Welcome to Kalamna, the student blog of the Hagop Kevorkian Center for Near Eastern Studies at NYU.

Friday, February 5, 2010

Iraqi Appeals Court Lifts Ban on Disqualified Candidates

Sometimes I get the feeling that Iraqi politicians create these political crises just to keep the drama going. Some one always over-reaches, which causes everyone to freak out, and then a compromise is struck at the last minute. Maybe that's how they get their kicks. I mean, first the Kurdish parties fomented a crisis back in November by blocking the electoral law until they got what they wanted. At the last minute, a reasonable compromise solved the issue and allowed the process to move forward. Then in December, VP Hashimi vetoed that electoral law because he insisted that it disenfranchised Iraqi refugees, the vast majority of whom are Sunni. How did the Shia religious parties (ISCI and their allies) respond? By coming up with a new law that further disenfranchised Sunnis. At the last minute, again, a compromise was reached and the electoral law was passed.

The latest political crisis stemmed from a decision by a legally ambiguous body deciding to ban over 500 candidates from the upcoming elections due to their alleged Baathist ties. The decision inflamed sectarian tensions, since many of the more prominent candidates who were banned were Sunni. The decision sent the Obama administration's Iraq team into full force trying to get this bizarre decision overturned so respectable elections could take place and pave the way for the planned withdrawal of US troops in the summer.

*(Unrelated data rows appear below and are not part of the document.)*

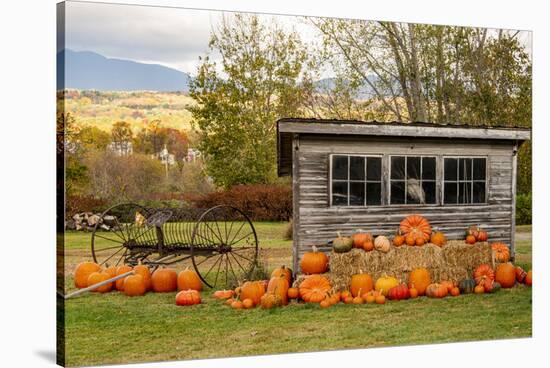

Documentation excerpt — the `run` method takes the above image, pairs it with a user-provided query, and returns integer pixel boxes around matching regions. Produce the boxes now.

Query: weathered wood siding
[293,134,516,267]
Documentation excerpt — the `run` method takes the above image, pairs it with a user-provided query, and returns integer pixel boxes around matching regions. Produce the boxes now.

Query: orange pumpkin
[319,299,332,308]
[477,230,488,242]
[350,271,374,297]
[525,270,532,286]
[300,246,329,274]
[363,240,374,252]
[114,265,133,291]
[474,284,485,294]
[213,289,235,300]
[408,268,431,296]
[409,286,418,298]
[133,264,152,291]
[400,215,432,242]
[267,275,290,305]
[175,289,201,306]
[465,235,477,245]
[260,293,281,309]
[450,286,460,297]
[375,294,386,304]
[352,293,364,304]
[123,274,146,297]
[74,262,101,289]
[87,271,112,293]
[177,268,203,291]
[287,287,299,299]
[495,263,516,288]
[426,283,448,298]
[415,236,425,247]
[239,281,266,306]
[151,267,177,292]
[340,290,352,300]
[393,230,405,247]
[242,298,255,309]
[104,266,118,288]
[299,275,331,303]
[430,232,447,247]
[352,230,372,249]
[515,266,527,283]
[405,234,416,247]
[231,300,244,309]
[440,280,455,293]
[491,243,511,263]
[474,264,495,285]
[271,265,293,286]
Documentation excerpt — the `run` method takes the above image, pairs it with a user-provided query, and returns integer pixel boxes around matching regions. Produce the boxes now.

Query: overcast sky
[63,0,532,76]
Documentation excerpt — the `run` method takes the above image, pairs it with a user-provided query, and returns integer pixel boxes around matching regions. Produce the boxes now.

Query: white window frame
[388,155,438,206]
[329,154,383,207]
[442,156,488,206]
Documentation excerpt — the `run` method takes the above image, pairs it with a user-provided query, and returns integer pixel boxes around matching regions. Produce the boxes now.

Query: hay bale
[442,241,494,270]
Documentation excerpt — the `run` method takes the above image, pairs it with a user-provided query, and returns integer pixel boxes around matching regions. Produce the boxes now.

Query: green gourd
[332,232,353,253]
[458,278,476,294]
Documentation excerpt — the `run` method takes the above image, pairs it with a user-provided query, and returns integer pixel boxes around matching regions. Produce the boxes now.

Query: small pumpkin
[87,271,112,293]
[267,275,290,305]
[495,262,516,288]
[458,279,476,294]
[363,239,374,252]
[405,234,416,247]
[240,281,266,306]
[477,230,488,242]
[491,242,511,263]
[408,268,431,296]
[364,290,377,304]
[466,225,480,239]
[352,292,364,304]
[525,270,532,286]
[350,271,374,297]
[151,267,177,293]
[133,264,152,291]
[287,287,299,299]
[352,230,372,249]
[333,232,353,253]
[271,265,293,286]
[474,284,485,294]
[115,265,133,291]
[515,266,527,283]
[74,262,101,289]
[242,298,255,309]
[177,267,203,291]
[426,283,448,298]
[485,280,501,293]
[393,230,405,247]
[374,236,391,253]
[375,275,399,296]
[400,215,432,241]
[104,266,118,289]
[375,294,386,304]
[343,296,354,304]
[465,235,477,245]
[474,264,495,285]
[213,290,235,300]
[388,283,410,300]
[175,289,201,306]
[430,232,447,247]
[409,285,419,298]
[340,290,351,300]
[300,246,329,274]
[231,300,244,309]
[123,274,146,297]
[320,298,332,308]
[450,287,460,297]
[299,275,331,303]
[260,293,281,309]
[440,280,455,293]
[415,236,425,247]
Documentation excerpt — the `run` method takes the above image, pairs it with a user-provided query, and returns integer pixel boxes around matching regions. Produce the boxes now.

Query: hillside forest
[58,14,532,223]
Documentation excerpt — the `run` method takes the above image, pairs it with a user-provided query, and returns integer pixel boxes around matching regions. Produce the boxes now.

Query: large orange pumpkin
[267,275,290,305]
[430,232,447,247]
[123,274,147,296]
[74,262,101,289]
[474,264,495,285]
[300,246,329,274]
[495,263,516,288]
[491,243,511,263]
[408,268,431,296]
[115,265,133,291]
[104,266,118,289]
[133,264,152,291]
[239,281,266,306]
[177,268,203,291]
[426,283,448,298]
[350,271,374,297]
[299,275,331,303]
[87,271,113,293]
[176,289,201,306]
[151,267,177,292]
[271,265,293,286]
[400,215,432,241]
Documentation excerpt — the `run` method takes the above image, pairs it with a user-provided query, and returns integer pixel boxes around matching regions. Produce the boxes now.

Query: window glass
[367,157,381,181]
[473,182,486,203]
[349,182,365,206]
[459,158,472,180]
[444,182,458,204]
[443,157,486,205]
[390,181,406,204]
[366,183,381,205]
[331,155,381,206]
[407,157,421,179]
[332,181,347,205]
[390,156,436,205]
[422,181,436,204]
[391,156,405,179]
[473,158,486,180]
[422,157,436,180]
[350,156,365,180]
[444,158,457,180]
[332,156,348,180]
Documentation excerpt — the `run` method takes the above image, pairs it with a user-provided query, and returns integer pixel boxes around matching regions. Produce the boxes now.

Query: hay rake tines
[91,203,258,289]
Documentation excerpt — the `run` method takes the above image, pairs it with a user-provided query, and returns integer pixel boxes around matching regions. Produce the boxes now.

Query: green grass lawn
[62,222,532,367]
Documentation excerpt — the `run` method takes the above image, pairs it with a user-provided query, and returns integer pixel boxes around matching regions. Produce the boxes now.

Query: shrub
[187,184,292,221]
[66,195,107,219]
[516,193,532,225]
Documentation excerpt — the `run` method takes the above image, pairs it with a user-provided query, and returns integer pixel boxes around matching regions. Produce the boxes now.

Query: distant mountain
[57,49,192,92]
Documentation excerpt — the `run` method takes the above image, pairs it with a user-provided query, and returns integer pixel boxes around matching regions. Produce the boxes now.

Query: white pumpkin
[374,235,391,253]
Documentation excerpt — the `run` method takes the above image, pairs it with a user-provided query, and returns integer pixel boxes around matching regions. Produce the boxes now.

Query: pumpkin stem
[312,245,318,253]
[337,231,342,238]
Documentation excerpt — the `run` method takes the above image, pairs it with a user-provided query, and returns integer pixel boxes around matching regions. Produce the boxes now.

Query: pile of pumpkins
[72,261,204,305]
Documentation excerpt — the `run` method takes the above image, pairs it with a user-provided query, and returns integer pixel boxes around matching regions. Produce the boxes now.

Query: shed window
[443,157,486,204]
[390,156,437,205]
[331,155,382,206]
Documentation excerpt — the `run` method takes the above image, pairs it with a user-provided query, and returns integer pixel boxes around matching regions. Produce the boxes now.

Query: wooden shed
[277,118,531,272]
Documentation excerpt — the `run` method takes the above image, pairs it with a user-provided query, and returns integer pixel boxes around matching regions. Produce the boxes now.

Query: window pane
[422,181,436,204]
[391,156,405,179]
[407,156,421,179]
[407,179,422,204]
[473,181,486,203]
[444,182,458,204]
[459,158,472,180]
[366,183,381,205]
[367,157,381,181]
[391,181,405,204]
[332,181,348,205]
[349,156,365,180]
[444,158,458,180]
[332,156,348,180]
[349,182,365,206]
[422,157,436,180]
[473,158,486,180]
[458,181,472,203]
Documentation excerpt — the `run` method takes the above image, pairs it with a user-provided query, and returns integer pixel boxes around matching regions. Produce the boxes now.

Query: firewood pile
[65,212,118,231]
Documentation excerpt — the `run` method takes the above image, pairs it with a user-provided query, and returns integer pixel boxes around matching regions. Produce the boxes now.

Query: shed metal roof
[277,118,531,176]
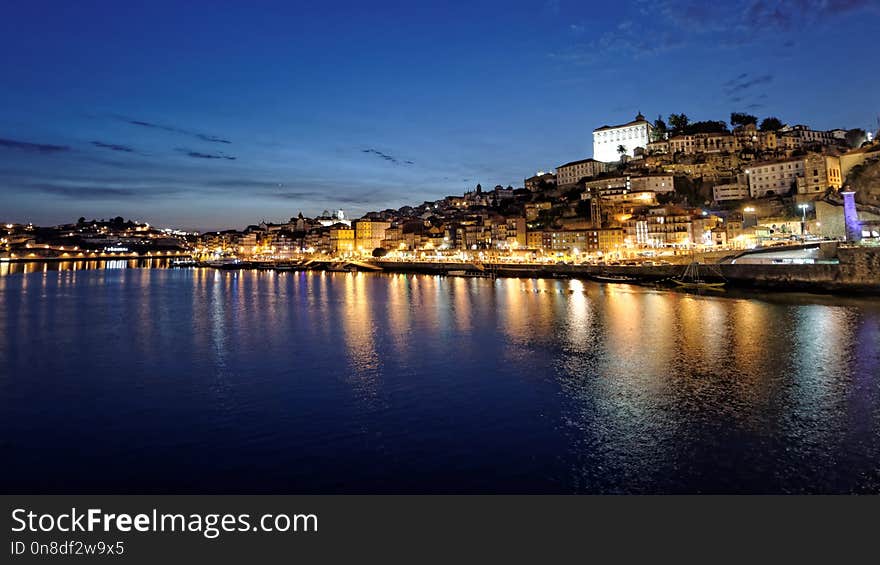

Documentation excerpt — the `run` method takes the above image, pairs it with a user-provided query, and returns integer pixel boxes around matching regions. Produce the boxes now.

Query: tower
[841,191,861,242]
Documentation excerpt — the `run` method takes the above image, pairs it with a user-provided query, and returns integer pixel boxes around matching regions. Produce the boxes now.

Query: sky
[1,0,878,231]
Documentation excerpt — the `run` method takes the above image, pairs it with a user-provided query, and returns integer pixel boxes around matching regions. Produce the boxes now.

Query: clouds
[743,0,875,29]
[361,148,414,165]
[91,141,134,153]
[27,183,182,200]
[122,117,232,144]
[549,0,877,64]
[177,148,236,160]
[723,73,773,109]
[265,187,402,205]
[0,137,70,153]
[724,73,773,95]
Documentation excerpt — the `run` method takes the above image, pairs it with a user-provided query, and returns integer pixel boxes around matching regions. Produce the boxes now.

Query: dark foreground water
[1,266,879,493]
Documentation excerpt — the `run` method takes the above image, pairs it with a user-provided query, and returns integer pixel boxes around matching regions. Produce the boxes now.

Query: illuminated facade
[354,220,391,254]
[556,158,607,188]
[592,113,653,163]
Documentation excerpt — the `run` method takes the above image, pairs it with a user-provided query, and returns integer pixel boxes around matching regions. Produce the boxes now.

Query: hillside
[848,153,880,207]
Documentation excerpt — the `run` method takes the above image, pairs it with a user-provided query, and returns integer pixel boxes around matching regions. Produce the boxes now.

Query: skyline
[2,0,879,231]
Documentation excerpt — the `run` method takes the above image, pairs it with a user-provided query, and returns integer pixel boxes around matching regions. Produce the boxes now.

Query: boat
[204,257,242,268]
[591,273,639,283]
[671,262,726,290]
[446,270,492,278]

Thus, Wednesday's announcement that an Iraqi appeals court had overturned the decision to ban over 500 candidates was a great relief to everyone concerned (except to ISCI and Ahmed Chalabi's crew). Al-Arabiyya reported that the appeals court decided to reinstate the banned candidates, but that another review process will take place after the elections. This is the compromise that Joe Biden was pushing for. I'm not exactly sure of the behind-the-scenes role that Biden played, but at least one Iraqi media outlet is complaining that the court "gave in under pressure from Biden."

Though this appears to be good news, Iraq's problems are far from fixed. The most bizarre thing about this whole episode is that nobody in the Iraqi government (especially Jalal Talabani and Nuri al-Maliki) seemed that dismayed about the fact that 500 candidates had been disqualified under highly dubious legal pretenses. Talabani and Maliki voiced some complaints, but one could hardly qualify them as outrage over blatant despotism. Perhaps they were more active behind the scenes? Perhaps Maliki didn't want to be publicly seen as advocating on the behalf of alleged Baathists?

Nevertheless, the political system still seems inherently broken. And I say inherently because of the way it was set up under the Iraqi Constitution. The question now is if elections next month will produce any meaningful change whatsoever. Will we see cross-sectarian alliances and real compromises made during the process to form a government? And how will the new government navigate the thorny issues like the status of Kirkuk, the hydrocarbons law, and integrating the Awakening councils into government positions? These questions remain to be answered.

On second thought, Iraqi politicians really shouldn't be faulted for fostering so much drama. I mean, has anyone seen the United States Congress lately? No wonder Jon Stewart is so successful.